I think there is a psychological advantage to moving a kid into their own room as a baby and letting them get used to their own personal space away from mum and dad. I feel like it sets them up to feel/be more independent as the years go by. Filling the room with familiar baby/kid stuff makes them feel more comfortable and you can only do that to an extent if you share a room with them.
My daughter is five and for the last two years she's been telling us about how she wants certain things to be in her room - how she wants the lighting to be at bed time, how her toys should be arranged on her bed, which pictures to put on the wall, etc. She likes to look through her wardrobe and drawers too to pick out her clothes for the day. I can see that she appreciates having that control and confidence in her own space, and ultimately it's a way for her to express herself just by doing something like pick her own wallpaper.

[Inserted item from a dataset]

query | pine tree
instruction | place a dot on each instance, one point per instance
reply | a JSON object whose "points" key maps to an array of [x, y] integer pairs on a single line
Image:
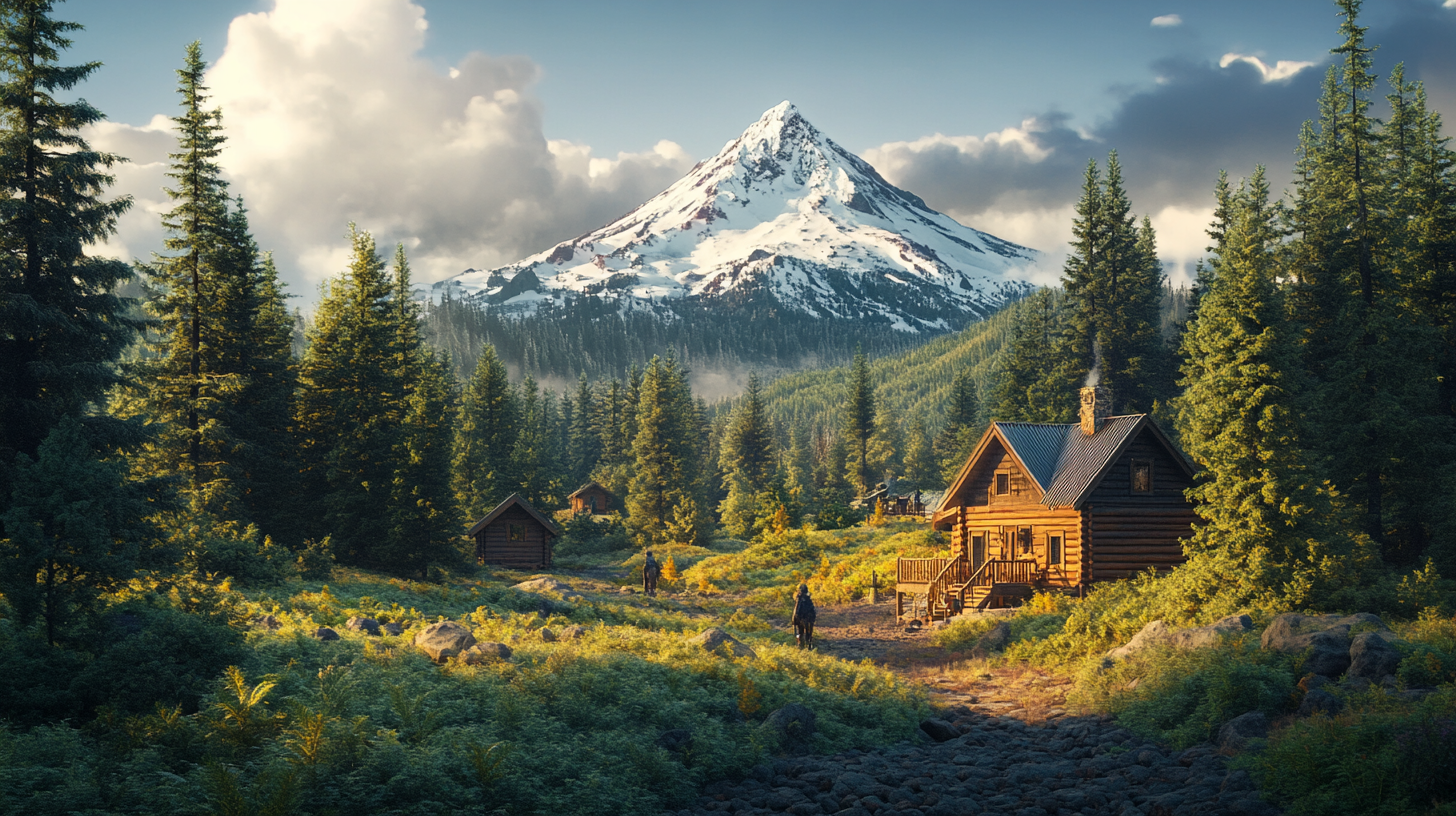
{"points": [[859, 418], [1239, 416], [482, 471], [351, 407], [60, 322], [72, 531]]}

You're asking for advice so mine is: get the extra room if you can afford the bigger place. Sharing your bedroom with a child for years doesn't sound fun and I genuinely don't think your husband realises what a pain it will be. When your baby turns into a toddler they will be rolling around in bed singing, making toddler noises, trying to get your attention when you just want to sleep, etc. You'll risk waking them up when you want to pee at 3am, snore, roll over and creak the bed. Night-time potty training is recommended for around four years old so if your child is still sleeping with you you'll have to do that in your room.
It will be a nightmare, seriously. Kids need their own space just like parents do. Some people make it work when they have to, but if you can afford the room, get the room.